Oconto Falls recorded its first death from the virus last Wednesday, August 12. Over 270 county residents have tested positive in a population of 4,500. According to Valarie Nickels, Oconto Falls teacher and union representative, there is speculation that the Motorplex may have been a major contributor to community spread in the county. Two restaurants in town had to close because employees were infected, and who knows how many birthday parties and social events may have contributed to the outbreak.
The district’s plan was to have all students in attendance four days a week using Wednesday for deep school cleaning and beginning training and connecting to students in case the school district must close down entirely and go virtual. On Monday, August 10, Nickels sent a six-page letter to the administration and board members outlining teacher concerns on school opening. By the end of the week, the superintendent responded with his own ten-page letter trying to answer those concerns.
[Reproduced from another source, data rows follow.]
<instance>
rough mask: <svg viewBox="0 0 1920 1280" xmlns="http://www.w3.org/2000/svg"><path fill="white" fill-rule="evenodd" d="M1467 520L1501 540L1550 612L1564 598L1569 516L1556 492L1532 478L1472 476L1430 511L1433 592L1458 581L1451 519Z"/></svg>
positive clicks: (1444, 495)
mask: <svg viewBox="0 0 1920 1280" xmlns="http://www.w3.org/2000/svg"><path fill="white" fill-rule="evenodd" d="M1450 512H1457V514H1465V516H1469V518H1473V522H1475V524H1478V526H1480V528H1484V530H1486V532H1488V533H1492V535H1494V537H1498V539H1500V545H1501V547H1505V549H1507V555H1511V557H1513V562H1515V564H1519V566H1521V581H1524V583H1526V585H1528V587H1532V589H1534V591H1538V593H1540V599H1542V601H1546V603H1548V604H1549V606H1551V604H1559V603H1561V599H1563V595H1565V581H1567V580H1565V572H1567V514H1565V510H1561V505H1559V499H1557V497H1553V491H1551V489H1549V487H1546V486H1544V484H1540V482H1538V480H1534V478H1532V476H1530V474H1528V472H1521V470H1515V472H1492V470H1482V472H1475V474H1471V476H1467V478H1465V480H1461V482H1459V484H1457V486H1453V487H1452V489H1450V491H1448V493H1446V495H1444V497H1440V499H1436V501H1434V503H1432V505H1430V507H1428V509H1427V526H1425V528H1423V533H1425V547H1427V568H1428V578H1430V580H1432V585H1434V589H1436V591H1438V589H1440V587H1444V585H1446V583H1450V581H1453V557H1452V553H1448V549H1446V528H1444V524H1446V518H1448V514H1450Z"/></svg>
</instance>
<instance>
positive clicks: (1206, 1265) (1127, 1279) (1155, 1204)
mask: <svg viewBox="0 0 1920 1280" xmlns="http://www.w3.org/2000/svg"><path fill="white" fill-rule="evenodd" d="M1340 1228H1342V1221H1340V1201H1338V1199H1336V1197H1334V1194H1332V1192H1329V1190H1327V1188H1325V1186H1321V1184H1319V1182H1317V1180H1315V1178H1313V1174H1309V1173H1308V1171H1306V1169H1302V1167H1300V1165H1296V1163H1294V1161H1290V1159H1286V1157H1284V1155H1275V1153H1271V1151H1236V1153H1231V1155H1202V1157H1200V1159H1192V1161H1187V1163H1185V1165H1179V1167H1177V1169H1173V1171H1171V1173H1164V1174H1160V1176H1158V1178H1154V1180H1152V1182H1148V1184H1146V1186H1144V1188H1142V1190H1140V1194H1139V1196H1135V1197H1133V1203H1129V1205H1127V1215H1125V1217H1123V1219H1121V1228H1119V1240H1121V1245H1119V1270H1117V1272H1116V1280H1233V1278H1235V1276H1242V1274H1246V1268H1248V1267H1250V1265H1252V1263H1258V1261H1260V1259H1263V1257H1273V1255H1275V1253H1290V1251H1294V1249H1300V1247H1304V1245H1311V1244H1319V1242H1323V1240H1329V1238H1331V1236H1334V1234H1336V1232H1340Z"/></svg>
On Monday August 17, the school board met. Since March, all board meetings have been held virtually. The public could observe the meetings by joining them online. However, despite the spike of COVID–19 in the community, the board elected to have this meeting in-person, with all participants wearing masks. Since the public could now attend the meeting in-person, the district stated that they had no obligation to allow the public to comment from remote locations. If the public wanted to say something, they had to attend. The meeting was not streamed online.
Nevertheless, we know from Monday’s meeting that Oconto Falls will make no changes from their original plan. Students will attend full days, four days a week.